The New Testament canon is believed to have been developed by the mid-to-late second century—by then the early church fathers had quoted from all 27 books of today’s New Testament. It was established not by a single meeting or by a pronouncement by a group of Christian leaders, but by the progressive, unhurried acceptance of those 27 books by Christian congregations in the era of the early church. Historically, Christianity has attributed the emergence of the New Testament as an act of the Holy Spirit. By the time the famous church councils began meeting in the 4th century AD, the New Testament canon was already well-established by the use of those 27 books within the early church. So, the councils did not actually pick books and declare them to be the Bible; instead, they recognized or acknowledged the canon that already existed.
Q: Does the history of the Bible reveal how faithfully the biblical text has been transmitted through time?

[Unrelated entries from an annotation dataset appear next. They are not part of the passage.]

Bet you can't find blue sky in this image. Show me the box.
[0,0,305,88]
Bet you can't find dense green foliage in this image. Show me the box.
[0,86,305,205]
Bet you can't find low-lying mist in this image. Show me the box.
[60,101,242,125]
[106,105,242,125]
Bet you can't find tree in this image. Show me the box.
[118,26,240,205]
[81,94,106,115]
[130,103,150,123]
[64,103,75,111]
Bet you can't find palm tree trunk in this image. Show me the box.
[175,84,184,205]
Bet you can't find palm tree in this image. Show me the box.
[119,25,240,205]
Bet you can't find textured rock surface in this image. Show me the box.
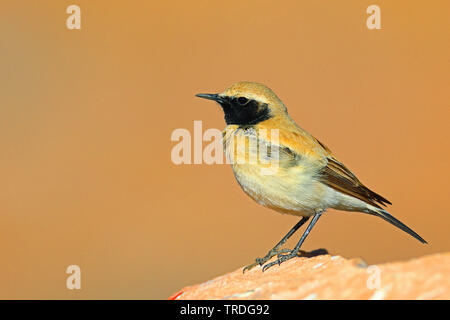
[169,253,450,299]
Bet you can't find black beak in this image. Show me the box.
[195,93,223,103]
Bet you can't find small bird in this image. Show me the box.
[196,82,427,272]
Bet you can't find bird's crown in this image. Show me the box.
[219,81,286,112]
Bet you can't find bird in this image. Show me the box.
[196,81,427,272]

Orthodox Christianity holds that the reliability of the Bible is demonstrated through internal and external evidence. The external evidence is the remarkable manner in which the Biblical text has been preserved through the ages, and that there are more than 5,000 partial or complete Biblical manuscripts existing from antiquity that uphold the authenticity of the Scriptures has we have them today. The internal evidence is the Bible claims to be the Word of God, and continues to change lives when it’s read, through what has been called the internal witness or conviction of the Holy Spirit. Christianity says read it—start, for instance, with the Gospel of John. Read it, prayerfully, with an open mind and a willing heart, and the Holy Spirit can open its truths, and introduce the reader to Jesus Christ as Lord and Savior.